Angreifer suchen nicht gezielt nach bestimmten Firmen, sondern nach verwundbaren Systemen. Gerade kleine Unternehmen besitzen häufig weniger Sicherheitsmaßnahmen und geraten deshalb besonders schnell ins Visier.

Hinzu kommt: Viele KMU verfügen nicht über eigene Security-Teams oder feste Sicherheitsprozesse. Dadurch bleiben Schwachstellen häufig lange unentdeckt.

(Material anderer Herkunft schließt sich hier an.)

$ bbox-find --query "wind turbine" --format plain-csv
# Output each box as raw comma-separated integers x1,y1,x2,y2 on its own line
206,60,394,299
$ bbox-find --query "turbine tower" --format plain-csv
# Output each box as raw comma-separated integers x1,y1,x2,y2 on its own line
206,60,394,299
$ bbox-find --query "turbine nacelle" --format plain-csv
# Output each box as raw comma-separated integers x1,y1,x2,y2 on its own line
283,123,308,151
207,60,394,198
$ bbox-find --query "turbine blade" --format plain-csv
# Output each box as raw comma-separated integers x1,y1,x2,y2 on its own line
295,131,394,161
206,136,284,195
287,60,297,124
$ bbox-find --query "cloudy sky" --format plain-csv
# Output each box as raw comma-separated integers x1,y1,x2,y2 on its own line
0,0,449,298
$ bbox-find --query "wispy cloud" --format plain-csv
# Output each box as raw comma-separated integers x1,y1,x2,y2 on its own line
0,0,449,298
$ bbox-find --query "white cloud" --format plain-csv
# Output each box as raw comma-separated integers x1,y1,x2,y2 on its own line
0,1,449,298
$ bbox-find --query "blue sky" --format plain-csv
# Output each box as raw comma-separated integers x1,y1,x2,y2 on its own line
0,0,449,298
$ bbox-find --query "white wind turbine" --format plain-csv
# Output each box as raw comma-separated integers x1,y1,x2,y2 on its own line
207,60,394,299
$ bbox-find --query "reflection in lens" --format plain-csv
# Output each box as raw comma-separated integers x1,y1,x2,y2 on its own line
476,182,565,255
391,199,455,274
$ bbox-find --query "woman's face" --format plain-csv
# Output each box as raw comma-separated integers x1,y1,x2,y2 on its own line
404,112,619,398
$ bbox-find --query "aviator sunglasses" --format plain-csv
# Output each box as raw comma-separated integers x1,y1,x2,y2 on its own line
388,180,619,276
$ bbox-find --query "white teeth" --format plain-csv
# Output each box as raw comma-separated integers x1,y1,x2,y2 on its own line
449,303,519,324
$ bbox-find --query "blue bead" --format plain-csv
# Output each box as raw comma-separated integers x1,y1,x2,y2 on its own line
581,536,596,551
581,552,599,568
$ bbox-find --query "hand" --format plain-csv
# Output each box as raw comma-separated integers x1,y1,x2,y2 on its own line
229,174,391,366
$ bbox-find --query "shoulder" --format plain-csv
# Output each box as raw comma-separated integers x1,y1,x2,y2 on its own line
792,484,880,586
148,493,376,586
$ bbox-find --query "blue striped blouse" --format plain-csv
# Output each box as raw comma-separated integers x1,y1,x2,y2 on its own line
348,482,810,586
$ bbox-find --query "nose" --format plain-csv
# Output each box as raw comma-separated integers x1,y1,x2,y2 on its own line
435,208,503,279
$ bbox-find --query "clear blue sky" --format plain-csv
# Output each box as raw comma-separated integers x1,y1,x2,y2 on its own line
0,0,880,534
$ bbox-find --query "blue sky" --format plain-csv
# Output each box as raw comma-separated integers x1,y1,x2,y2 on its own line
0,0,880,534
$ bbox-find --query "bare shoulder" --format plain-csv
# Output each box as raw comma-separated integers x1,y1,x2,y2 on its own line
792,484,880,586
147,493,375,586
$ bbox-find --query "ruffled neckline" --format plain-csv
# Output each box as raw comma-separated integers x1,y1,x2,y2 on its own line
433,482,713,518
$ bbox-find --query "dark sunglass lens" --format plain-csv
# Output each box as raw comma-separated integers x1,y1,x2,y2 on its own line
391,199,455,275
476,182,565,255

Was Unternehmen jetzt tun sollten

  1. MFA konsequent aktivieren
  2. Systeme regelmäßig aktualisieren
  3. Backups testen
  4. Mitarbeiter sensibilisieren
  5. verdächtige Aktivitäten überwachen
  6. Zugriffsrechte reduzieren

Bereits diese grundlegenden Maßnahmen reduzieren das Risiko erfolgreicher Angriffe erheblich.

Besonders wichtig ist dabei ein ganzheitlicher Ansatz. Moderne IT-Sicherheit besteht heute nicht nur aus Technik, sondern auch aus Prozessen, Aufmerksamkeit und klaren Verantwortlichkeiten.


Fazit

Die meisten erfolgreichen Ransomware-Angriffe beginnen heute nicht mit High-Tech-Hacking, sondern mit alltäglichen Situationen und kleinen Sicherheitslücken.

Genau deshalb ist moderne IT-Sicherheit heute vor allem Prävention. Unternehmen, die grundlegende Schutzmaßnahmen konsequent umsetzen, reduzieren ihr Risiko bereits erheblich.

Entscheidend ist dabei nicht eine einzelne Sicherheitslösung, sondern das Zusammenspiel aus Technik, Prozessen und sensibilisierten Mitarbeitern.